EF21: A New, Simpler, Theoretically Better, and Practically Faster Error Feedback
Richtárik, Peter, Sokolov, Igor, Fatkhullin, Ilyas
Error feedback (EF), also known as error compensation, is an immensely popular convergence stabilization mechanism in the context of distributed training of supervised machine learning models enhanced by the use of contractive communication compression mechanisms, such as Top-$k$. First proposed by Seide et al (2014) as a heuristic, EF resisted any theoretical understanding until recently [Stich et al., 2018, Alistarh et al., 2018]. However, all existing analyses either i) apply to the single node setting only, ii) rely on very strong and often unreasonable assumptions, such global boundedness of the gradients, or iterate-dependent assumptions that cannot be checked a-priori and may not hold in practice, or iii) circumvent these issues via the introduction of additional unbiased compressors, which increase the communication cost. In this work we fix all these deficiencies by proposing and analyzing a new EF mechanism, which we call EF21, which consistently and substantially outperforms EF in practice. Our theoretical analysis relies on standard assumptions only, works in the distributed heterogeneous data setting, and leads to better and more meaningful rates.
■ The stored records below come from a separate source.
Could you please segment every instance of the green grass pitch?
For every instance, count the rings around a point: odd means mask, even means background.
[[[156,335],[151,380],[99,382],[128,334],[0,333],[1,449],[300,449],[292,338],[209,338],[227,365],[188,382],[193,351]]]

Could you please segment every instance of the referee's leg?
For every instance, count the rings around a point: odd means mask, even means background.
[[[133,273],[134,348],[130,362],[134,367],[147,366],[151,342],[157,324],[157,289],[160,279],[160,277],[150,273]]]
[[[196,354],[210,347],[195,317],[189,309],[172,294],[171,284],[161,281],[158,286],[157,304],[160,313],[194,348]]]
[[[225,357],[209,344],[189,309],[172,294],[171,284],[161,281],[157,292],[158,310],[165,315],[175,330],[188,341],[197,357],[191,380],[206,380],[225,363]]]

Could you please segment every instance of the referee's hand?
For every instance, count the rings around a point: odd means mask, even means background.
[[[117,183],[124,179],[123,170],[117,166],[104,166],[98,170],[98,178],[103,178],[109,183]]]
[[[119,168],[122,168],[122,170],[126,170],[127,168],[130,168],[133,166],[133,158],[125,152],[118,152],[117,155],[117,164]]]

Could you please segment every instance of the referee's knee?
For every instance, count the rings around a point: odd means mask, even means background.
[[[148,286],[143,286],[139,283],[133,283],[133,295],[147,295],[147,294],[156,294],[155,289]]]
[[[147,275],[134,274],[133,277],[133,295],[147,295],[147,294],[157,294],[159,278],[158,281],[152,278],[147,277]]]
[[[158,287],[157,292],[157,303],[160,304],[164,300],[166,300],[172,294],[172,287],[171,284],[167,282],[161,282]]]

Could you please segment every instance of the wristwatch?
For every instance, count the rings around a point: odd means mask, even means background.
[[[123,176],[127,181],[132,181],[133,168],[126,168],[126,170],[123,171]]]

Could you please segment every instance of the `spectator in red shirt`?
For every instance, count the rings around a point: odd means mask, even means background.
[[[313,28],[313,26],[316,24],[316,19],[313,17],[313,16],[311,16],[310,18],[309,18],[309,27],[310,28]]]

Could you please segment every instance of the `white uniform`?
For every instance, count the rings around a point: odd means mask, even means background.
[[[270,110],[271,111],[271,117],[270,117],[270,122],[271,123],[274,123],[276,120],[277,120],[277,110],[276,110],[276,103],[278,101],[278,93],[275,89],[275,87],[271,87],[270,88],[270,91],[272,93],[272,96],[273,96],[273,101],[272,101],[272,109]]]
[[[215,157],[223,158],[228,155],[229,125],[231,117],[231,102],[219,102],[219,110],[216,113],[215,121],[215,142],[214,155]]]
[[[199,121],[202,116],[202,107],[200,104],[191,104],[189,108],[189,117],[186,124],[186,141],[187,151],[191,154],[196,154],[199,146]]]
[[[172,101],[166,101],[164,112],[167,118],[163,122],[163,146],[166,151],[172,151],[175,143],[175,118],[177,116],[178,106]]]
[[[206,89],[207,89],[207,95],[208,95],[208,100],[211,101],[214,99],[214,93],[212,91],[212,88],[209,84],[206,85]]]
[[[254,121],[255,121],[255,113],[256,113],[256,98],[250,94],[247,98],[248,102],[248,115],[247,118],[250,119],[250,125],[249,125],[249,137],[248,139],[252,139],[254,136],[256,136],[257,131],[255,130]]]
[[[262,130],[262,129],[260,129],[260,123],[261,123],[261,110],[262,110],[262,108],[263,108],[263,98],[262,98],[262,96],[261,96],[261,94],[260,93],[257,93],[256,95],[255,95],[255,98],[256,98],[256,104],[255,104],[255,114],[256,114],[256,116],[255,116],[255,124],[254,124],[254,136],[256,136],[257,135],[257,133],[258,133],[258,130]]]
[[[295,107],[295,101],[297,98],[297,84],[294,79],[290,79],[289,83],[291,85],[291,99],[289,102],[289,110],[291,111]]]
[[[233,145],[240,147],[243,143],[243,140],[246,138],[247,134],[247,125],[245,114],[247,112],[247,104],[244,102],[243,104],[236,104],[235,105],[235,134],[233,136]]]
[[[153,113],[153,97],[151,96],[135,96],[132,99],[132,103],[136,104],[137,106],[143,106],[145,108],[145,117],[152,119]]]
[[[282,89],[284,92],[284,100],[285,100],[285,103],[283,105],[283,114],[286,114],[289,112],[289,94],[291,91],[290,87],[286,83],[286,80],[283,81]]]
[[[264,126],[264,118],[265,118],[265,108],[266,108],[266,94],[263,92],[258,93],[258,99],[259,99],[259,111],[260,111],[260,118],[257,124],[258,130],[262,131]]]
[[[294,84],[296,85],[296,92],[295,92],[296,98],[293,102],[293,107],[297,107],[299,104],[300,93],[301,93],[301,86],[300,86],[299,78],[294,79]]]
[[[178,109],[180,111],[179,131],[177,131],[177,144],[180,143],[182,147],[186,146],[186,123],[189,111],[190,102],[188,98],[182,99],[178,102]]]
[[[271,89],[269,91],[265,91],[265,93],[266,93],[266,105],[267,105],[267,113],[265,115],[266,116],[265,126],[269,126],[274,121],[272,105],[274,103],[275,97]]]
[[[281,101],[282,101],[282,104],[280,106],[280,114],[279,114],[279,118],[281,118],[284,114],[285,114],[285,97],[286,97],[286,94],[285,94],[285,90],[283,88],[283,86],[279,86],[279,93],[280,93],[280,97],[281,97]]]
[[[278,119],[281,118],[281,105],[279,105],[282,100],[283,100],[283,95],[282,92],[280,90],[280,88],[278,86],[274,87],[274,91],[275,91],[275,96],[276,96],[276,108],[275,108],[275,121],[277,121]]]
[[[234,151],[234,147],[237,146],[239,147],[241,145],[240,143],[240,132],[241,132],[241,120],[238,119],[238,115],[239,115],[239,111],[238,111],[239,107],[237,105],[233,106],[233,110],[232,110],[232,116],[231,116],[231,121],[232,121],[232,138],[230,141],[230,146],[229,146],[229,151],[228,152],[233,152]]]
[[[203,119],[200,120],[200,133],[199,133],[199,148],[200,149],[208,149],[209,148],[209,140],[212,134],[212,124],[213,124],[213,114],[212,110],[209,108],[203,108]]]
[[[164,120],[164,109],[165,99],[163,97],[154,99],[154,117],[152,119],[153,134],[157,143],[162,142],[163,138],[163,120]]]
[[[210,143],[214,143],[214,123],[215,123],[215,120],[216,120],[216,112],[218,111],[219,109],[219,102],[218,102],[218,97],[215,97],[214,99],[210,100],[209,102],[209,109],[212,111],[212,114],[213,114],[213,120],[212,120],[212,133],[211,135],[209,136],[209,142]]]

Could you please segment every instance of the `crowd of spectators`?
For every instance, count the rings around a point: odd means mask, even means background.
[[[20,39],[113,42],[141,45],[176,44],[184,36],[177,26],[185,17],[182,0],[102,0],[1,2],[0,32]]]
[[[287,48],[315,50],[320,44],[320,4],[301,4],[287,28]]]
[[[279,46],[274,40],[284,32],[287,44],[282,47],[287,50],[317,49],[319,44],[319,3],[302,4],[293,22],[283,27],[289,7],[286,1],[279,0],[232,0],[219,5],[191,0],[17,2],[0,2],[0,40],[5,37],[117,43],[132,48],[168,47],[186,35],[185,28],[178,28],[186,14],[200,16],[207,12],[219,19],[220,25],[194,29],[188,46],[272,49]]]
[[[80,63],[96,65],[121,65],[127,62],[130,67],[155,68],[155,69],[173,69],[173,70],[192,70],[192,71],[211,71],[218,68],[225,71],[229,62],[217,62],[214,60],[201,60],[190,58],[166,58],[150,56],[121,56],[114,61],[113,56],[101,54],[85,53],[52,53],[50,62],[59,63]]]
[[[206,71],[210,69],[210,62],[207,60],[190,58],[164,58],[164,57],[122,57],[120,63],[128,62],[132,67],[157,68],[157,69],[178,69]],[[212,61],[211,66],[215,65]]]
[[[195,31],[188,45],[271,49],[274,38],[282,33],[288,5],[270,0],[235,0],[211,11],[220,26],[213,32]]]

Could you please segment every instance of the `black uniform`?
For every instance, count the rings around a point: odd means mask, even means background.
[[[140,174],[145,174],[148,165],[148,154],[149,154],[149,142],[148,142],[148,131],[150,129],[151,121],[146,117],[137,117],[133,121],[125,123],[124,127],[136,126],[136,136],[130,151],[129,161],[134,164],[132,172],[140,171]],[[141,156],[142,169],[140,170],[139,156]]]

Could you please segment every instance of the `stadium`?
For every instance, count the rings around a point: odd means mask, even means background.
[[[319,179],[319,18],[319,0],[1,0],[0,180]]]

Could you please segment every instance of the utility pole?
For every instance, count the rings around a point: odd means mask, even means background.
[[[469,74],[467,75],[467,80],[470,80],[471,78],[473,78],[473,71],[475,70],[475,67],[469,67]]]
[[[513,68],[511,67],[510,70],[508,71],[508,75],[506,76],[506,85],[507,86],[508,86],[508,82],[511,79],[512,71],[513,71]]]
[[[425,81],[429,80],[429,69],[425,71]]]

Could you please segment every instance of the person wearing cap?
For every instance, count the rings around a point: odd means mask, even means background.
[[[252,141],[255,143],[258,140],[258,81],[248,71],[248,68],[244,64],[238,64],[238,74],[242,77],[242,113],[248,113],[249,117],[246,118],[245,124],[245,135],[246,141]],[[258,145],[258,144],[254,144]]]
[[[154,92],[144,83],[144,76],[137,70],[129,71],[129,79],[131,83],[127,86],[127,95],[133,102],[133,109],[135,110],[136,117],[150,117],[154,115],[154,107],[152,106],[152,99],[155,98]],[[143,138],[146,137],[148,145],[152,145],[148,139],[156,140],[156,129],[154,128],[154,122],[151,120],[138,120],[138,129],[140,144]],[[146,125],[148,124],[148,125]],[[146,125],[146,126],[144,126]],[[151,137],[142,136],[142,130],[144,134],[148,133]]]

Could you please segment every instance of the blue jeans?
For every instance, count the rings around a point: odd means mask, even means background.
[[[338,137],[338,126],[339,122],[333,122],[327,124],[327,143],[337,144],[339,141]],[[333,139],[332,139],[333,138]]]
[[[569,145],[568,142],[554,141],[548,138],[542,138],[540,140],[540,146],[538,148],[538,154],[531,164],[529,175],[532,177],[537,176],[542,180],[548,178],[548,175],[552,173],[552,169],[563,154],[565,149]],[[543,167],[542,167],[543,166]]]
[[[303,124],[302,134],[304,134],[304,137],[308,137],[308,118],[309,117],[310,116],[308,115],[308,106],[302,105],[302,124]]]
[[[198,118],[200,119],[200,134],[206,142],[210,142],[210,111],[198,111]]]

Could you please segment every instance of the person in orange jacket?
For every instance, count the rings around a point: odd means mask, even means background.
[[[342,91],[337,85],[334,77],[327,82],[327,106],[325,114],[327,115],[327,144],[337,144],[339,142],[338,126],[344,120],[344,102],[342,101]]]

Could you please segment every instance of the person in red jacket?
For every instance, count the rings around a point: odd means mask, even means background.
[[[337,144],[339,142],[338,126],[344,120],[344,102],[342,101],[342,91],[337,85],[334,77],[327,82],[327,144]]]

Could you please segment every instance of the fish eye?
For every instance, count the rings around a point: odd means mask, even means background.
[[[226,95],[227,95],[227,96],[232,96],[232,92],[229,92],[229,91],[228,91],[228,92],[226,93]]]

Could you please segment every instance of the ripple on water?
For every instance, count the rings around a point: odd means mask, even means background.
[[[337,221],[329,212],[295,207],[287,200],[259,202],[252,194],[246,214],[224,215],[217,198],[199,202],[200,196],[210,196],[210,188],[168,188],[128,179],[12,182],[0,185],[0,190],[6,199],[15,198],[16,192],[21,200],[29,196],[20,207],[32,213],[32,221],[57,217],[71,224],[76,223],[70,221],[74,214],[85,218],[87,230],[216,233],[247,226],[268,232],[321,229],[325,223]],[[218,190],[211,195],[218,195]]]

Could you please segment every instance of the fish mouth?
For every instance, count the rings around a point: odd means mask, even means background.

In particular, we prove that EF21 enjoys a fast $O(1/T)$ convergence rate for smooth nonconvex problems, beating the previous bound of $O(1/T^{2/3})$, which was shown a bounded gradients assumption. We further improve this to a fast linear rate for PL functions, which is the first linear convergence result for an EF-type method not relying on unbiased compressors. Since EF has a large number of applications where it reigns supreme, we believe that our 2021 variant, EF21, can a large impact on the practice of communication efficient distributed learning.